Viewing view /etc/sysconfig/jenkins, i do see the JENKINS_JAVA_OPTIONS setting which has the following settings.

JENKINS_JAVA_OPTIONS="-Djava.awt.headless=true"

running jps -lv command i see the following output

3374542 /usr/lib/jenkins/jenkins.war -Djava.awt.headless=true -DJENKINS_HOME=/var/lib/jenkins
2244301 sun.tools.jps.Jps -Dapplication.home=/usr/lib/jvm/java-1.8.0-openjdk-1.8.0.292.b10-0.el8_3.x86_64 -Xms8m

Is /etc/sysconfig/jenkins the area to increase general memory? Our controller server has 16 GB of memory available.

Since its just the one Node that is out of free swap memory do I need to set an environment variable on the specific node (Node01) to utilize a specific amount of memory?

Anything will be helpful as i have no idea where to start since our set up seems different from the documentation by cloudbees which is what i was following.

First of all you need to understand that normally a node in Jenkins will run on a different machine than the controller itself.

Increasing the memory of the controller will have no effect on the nodes.
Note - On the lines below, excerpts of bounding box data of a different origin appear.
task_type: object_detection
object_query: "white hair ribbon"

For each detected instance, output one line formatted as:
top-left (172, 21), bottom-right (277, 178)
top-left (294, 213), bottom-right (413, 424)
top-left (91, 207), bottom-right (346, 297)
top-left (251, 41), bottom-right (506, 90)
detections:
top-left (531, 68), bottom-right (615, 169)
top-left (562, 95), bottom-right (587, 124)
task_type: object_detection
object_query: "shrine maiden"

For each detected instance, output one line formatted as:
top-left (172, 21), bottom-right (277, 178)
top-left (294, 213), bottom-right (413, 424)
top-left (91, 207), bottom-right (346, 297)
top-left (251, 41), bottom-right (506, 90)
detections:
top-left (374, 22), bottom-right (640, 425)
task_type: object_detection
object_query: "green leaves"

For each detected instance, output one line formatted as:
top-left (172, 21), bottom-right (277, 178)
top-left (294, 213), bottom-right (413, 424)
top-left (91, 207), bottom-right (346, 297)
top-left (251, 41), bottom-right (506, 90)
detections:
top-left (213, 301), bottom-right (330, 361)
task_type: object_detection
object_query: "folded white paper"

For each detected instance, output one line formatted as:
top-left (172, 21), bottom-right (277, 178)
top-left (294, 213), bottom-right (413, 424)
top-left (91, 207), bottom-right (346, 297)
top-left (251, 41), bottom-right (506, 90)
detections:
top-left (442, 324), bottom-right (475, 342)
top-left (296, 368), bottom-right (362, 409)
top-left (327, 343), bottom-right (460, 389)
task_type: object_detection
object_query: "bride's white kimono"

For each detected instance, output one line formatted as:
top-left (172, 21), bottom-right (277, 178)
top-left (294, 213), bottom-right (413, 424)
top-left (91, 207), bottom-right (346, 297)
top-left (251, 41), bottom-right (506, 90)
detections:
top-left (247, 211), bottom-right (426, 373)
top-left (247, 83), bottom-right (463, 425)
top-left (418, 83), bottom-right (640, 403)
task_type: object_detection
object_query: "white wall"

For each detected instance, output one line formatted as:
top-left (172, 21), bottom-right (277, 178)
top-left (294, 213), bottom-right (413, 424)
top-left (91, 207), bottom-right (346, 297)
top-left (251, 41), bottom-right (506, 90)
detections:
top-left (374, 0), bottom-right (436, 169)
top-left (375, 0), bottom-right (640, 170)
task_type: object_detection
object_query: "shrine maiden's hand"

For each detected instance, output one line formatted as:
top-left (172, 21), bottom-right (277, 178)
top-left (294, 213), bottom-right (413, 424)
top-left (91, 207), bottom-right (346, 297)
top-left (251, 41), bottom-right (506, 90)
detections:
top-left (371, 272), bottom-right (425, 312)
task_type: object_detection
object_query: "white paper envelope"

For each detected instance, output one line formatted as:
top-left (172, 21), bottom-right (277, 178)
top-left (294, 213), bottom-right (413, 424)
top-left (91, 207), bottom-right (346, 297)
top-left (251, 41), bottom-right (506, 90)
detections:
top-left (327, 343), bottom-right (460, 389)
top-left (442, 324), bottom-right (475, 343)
When your node runs out of swap space it means it runs out of memory (swap space on Linux is like pagefile on Windows). This can only be solved by increasing the swap space on that node. This can’t be changed by modifying anything in Jenkins. This must be done on OS level (don’t ask me how that is done on Linux). If your node is a VM it might be possible to increase the memory of the VM.

You should be aware that when you have swapping that everything will become very slow as it means the OS will save parts of the memory to your disk and disk access is slow compared to direct memory access. So swapping should be avoided.

An alternative might be to reduce the number of executors of that node, then you have less parallel running processes and most likely less memory consumption.

This is super helpful so thank you for the response. The build node in question, I actually do not have access to it so I’ll need to get a member of our infrastructure team to review it as well, but I do see that we are also down to 2.38 GB of free disk space so to my first step will get that disk space increased and check if we can go from 5 to 4 executors.

btw free swap space 0 can also mean that the machine has no swap space configured at all ( I have this for my VMs).
And with just 2.4 GiB free disk space it is more likely that this was the cause of the failures. You should also check what is consuming the diskspace, probably you can clean up old stuff and don’t need to increase the disk at all.

We’re looking into some of the larger projects and will look to enable the option to remove old builds. Are there are any common folders on that tend to cache files that I should be reviewing? I just found out this node is running in a docker container.

Look at the configuration of your node, there is Remote root directory. Inside you will find a directory workspace, this is the directory where you find all the directories that are used by your jobs running on that node. If you have deleted jobs that once run on that node, the corresponding directories never get deleted.
Parallel to workspace might be other folders containing cached jar files or tools that are used by builds.
I would take the node offline (or even better to disconnect it) to make sure you don’t interfere with running builds, and then you can remove everything in the root.
The next builds might then take a bit longer as they need to fetch everything from scratch but you’re in a clean state then.

Enabling the build discarder is a good idea but this only affects the disk consumption of the controller not the nodes.

1 Like